Current OpenSM Routing
7/18/06

OpenSM offers two routing engines:

1.  Min Hop Algorithm - based on the minimum hops to each node where the 
path length is optimized.

2.  UPDN Unicast routing algorithm - also based on the minimum hops to each 
node, but it is constrained to ranking rules. This algorithm should be chosen 
if the subnet is not a pure Fat Tree, and deadlock may occur due to a 
loop in the subnet.

OpenSM now also offers a file method which can load routes from a table. See 
modular-routing.txt for more information on this.

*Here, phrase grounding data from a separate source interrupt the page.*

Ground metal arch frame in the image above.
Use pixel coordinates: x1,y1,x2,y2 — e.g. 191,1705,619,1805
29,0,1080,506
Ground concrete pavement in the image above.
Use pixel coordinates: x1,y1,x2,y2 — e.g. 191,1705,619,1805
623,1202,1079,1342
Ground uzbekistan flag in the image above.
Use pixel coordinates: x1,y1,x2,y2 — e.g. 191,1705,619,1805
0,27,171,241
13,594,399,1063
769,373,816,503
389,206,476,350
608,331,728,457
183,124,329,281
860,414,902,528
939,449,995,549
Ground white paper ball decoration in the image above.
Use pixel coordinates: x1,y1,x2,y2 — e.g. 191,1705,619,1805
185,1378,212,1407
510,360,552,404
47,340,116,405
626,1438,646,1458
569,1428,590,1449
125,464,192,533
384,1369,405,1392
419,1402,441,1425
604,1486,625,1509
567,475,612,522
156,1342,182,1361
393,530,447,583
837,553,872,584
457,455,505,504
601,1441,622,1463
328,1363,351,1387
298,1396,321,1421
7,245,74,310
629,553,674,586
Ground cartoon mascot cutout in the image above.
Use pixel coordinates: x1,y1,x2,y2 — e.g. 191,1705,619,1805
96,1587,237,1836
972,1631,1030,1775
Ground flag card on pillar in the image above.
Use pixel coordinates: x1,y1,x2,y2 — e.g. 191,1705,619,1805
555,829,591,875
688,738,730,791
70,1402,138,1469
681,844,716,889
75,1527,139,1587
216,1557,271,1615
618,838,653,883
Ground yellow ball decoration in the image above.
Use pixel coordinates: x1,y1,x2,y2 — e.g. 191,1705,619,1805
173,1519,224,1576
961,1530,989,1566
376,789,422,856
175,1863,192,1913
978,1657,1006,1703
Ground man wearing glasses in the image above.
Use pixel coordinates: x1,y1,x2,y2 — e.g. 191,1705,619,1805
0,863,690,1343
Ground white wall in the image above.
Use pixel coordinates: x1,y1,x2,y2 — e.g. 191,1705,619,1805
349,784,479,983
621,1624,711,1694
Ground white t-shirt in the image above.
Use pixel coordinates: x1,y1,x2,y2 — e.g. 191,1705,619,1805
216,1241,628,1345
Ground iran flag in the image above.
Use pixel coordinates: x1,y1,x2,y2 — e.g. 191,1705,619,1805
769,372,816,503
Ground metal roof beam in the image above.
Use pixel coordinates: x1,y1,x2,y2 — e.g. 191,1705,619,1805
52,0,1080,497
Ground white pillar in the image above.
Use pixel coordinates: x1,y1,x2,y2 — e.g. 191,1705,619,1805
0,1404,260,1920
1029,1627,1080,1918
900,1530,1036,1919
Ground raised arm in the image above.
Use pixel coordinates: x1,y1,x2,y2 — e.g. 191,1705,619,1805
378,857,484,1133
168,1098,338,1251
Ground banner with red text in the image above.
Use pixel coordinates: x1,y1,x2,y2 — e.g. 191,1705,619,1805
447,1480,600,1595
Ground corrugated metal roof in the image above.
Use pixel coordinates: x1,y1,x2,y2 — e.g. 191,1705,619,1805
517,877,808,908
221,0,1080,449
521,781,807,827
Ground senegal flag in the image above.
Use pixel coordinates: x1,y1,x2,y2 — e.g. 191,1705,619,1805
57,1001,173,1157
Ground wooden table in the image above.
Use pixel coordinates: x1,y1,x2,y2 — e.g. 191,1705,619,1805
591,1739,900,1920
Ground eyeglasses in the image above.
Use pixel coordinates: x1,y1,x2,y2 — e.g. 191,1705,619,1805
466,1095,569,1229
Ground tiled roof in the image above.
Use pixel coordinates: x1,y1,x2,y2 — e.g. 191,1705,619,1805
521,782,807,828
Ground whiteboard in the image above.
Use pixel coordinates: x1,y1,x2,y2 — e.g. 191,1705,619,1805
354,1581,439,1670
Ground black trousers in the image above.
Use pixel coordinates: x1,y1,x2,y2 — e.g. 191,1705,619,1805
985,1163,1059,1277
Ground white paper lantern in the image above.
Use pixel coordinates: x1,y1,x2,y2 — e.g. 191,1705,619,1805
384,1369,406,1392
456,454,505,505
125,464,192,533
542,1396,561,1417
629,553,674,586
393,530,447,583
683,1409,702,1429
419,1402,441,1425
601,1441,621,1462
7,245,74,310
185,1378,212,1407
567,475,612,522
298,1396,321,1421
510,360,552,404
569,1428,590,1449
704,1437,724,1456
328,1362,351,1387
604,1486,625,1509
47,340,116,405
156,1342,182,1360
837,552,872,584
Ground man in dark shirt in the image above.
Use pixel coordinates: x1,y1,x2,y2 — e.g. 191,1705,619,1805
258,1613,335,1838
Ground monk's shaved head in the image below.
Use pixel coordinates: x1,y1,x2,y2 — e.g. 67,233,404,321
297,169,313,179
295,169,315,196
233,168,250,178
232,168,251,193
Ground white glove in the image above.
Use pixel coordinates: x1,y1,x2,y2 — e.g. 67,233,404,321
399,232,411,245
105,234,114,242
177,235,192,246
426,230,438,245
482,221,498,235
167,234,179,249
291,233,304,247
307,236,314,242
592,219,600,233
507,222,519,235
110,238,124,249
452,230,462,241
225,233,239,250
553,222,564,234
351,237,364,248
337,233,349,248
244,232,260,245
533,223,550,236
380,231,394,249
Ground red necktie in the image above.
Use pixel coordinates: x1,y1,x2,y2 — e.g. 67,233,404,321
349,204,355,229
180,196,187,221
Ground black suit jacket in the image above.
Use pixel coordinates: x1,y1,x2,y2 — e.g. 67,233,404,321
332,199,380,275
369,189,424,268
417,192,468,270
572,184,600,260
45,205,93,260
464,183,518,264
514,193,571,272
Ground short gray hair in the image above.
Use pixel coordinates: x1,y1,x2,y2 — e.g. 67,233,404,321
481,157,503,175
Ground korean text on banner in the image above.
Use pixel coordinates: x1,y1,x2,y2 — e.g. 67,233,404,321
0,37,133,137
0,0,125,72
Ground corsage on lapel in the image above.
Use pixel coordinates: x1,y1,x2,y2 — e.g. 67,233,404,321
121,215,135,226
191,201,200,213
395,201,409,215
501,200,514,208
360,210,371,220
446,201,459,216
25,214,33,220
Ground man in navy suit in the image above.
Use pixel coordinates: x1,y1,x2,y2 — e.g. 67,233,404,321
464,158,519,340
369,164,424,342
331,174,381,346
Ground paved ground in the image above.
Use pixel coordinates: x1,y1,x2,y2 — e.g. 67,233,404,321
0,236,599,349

The basic routing algorithm is comprised of two stages:
1. MinHop matrix calculation
   How many hops are required to get from each port to each LID ?
   The algorithm to fill these tables is different if you run standard
(min hop) or Up/Down.
   For standard routing, a "relaxation" algorithm is used to propagate
min hop from every destination LID through neighbor switches
   For Up/Down routing, a BFS from every target is used. The BFS tracks link
direction (up or down) and avoid steps that will perform up after a down
step was used.

2. Once MinHop matrices exist, each switch is visited and for each target LID a
decision is made as to what port should be used to get to that LID.
   This step is common to standard and Up/Down routing. Each port has a
counter counting the number of target LIDs going through it.
   When there are multiple alternative ports with same MinHop to a LID,
the one with less previously assigned ports is selected. 
   If LMC > 0, more checks are added: Within each group of LIDs assigned to 
same target port, 
   a. use only ports which have same MinHop 
   b. first prefer the ones that go to different systemImageGuid (then
the previous LID of the same LMC group)
   c. if none - prefer those which go through another NodeGuid
   d. fall back to the number of paths method (if all go to same node).


Effect of Topology Changes

OpenSM will preserve existing routing in any case where there is no change in
the fabric switches unless the -r (--reassign_lids) option is specified.

-r
--reassign_lids
          This option causes OpenSM to reassign LIDs to all
          end nodes. Specifying -r on a running subnet
          may disrupt subnet traffic.
          Without -r, OpenSM attempts to preserve existing
          LID assignments resolving multiple use of same LID.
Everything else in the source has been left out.